I’m rooting for Life of Pi. It’s honestly one of the best uses of 3D ever, with images both beautiful and startling. How this film looks is one of the real showcases of the story itself. I have this sneaking suspicion that Life of Pi is going to get completely stiffed this year. It feels like one of those movies that not enough people saw, and the ones that did aren’t championing it loudly enough. My guess is Lincoln will win here, which was wonderfully shot as well. But Life of Pi deserves it.
This is Anne Hathaway’s to lose. And rightfully so. While I really do like Les Misérables, the movie isn’t perfect. The extended close-ups don’t always serve the emotion of the film. Tom Hooper should have varied his use of it more. But in the case of Hathaway singing “I Dreamed a Dream,” the scene was really enhanced. She is raw emotion, and she makes you feel it. There is fine work all around in this category, but Princess Catwoman Diaries really needs to win her first Oscar here.
So everyone in this category is an acting vet. They’ve all won Oscars before, they are all great, so as far as picking a winner, it’s supremely tough. When was the last time De Niro was actually GOOD in something? It feels like it’s been a long while. He’s one of my favorite actors of all time, so it was nice to see him in something watchable again. Alan Arkin is always one of the most welcome sights on a movie screen. He’s very fun in Argo, but it feels like he’s only on screen for about five minutes. Tommy Lee Jones was one of the many great things in Lincoln. But then we get to Philip Seymour Hoffman and Christoph Waltz. My issue with both of these nominees is, what the hell does “Supporting” mean to the Academy? Hoffman felt like a co-star with Joaquin Phoenix in The Master! And I wouldn’t be surprised if Waltz had just as much screen time and more lines than Jamie Foxx in Django Unchained! So how is this category defined? (The answer is that it’s defined by the marketing departments of the respective movie studios, I know.) I think it would be nice to see Hoffman win, just because The Master was primarily an acting showcase for its two leads, but if Waltz wins I’ll probably be just as happy.
I haven’t seen The Impossible. I’m sure Naomi Watts is good in it, and I’m sure when I do see it I’ll end up tearing up. But it also bugs me with the notion that in the middle of a natural disaster where thousands of people that actually live in Southeast Asia died, this movie had to focus on the well-off white people that had their vacation ruined. Jennifer Lawrence is probably going to win for Silver Linings Playbook. She’s quite good in it, though the movie itself feels a little slight compared to all of the Oscar nominations it ended up with. Based strictly on the performance alone, I think I’ll root for Quvenzhané Wallis. While I doubt we will end up seeing a long-term acting career from this little girl, hers was the single most moving female performance of 2012.

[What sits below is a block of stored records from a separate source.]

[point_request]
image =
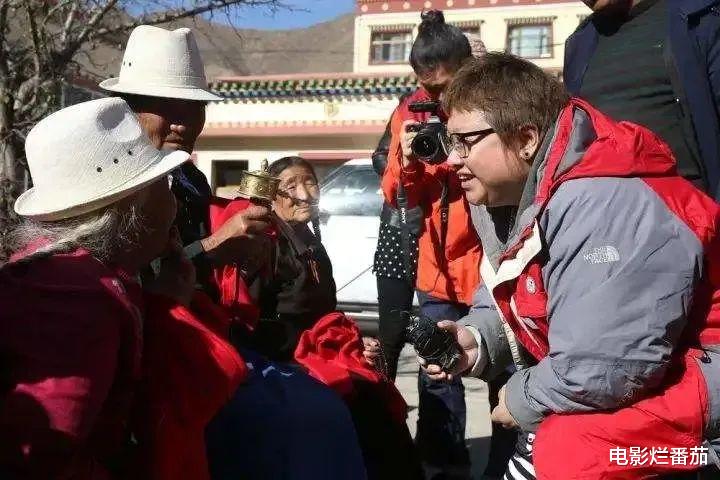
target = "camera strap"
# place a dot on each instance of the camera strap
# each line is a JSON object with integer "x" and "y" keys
{"x": 405, "y": 235}
{"x": 444, "y": 214}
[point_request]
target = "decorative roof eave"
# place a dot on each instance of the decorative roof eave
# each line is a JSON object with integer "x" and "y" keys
{"x": 393, "y": 28}
{"x": 278, "y": 87}
{"x": 398, "y": 6}
{"x": 530, "y": 20}
{"x": 294, "y": 129}
{"x": 465, "y": 24}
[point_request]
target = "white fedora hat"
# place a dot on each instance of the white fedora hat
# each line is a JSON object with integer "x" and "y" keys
{"x": 161, "y": 63}
{"x": 88, "y": 156}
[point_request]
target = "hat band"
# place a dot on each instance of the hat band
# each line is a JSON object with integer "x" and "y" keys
{"x": 179, "y": 81}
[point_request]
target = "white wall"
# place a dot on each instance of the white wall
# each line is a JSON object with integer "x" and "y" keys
{"x": 493, "y": 29}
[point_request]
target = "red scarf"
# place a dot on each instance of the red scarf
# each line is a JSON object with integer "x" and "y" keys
{"x": 190, "y": 372}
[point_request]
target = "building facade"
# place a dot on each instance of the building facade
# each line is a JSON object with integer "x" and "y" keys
{"x": 329, "y": 118}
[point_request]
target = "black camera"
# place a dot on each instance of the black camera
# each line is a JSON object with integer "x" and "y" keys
{"x": 430, "y": 143}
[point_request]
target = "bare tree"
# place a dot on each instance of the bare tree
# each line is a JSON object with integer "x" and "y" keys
{"x": 40, "y": 44}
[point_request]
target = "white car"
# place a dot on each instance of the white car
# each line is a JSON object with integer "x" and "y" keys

I said it when I reviewed Lincoln and I’ll repeat it again. Daniel Day-Lewis could have been given the Oscar on the opening day of that film and it would have been fine and just. His ability to disappear into the role of our greatest President was fascinating to watch. I’ve heard some backlash lately regarding this film. But even those who think it was “boring” (you’re dead wrong, by the way) are giving DDL respect for the way he inhabits the role. Truly remarkable.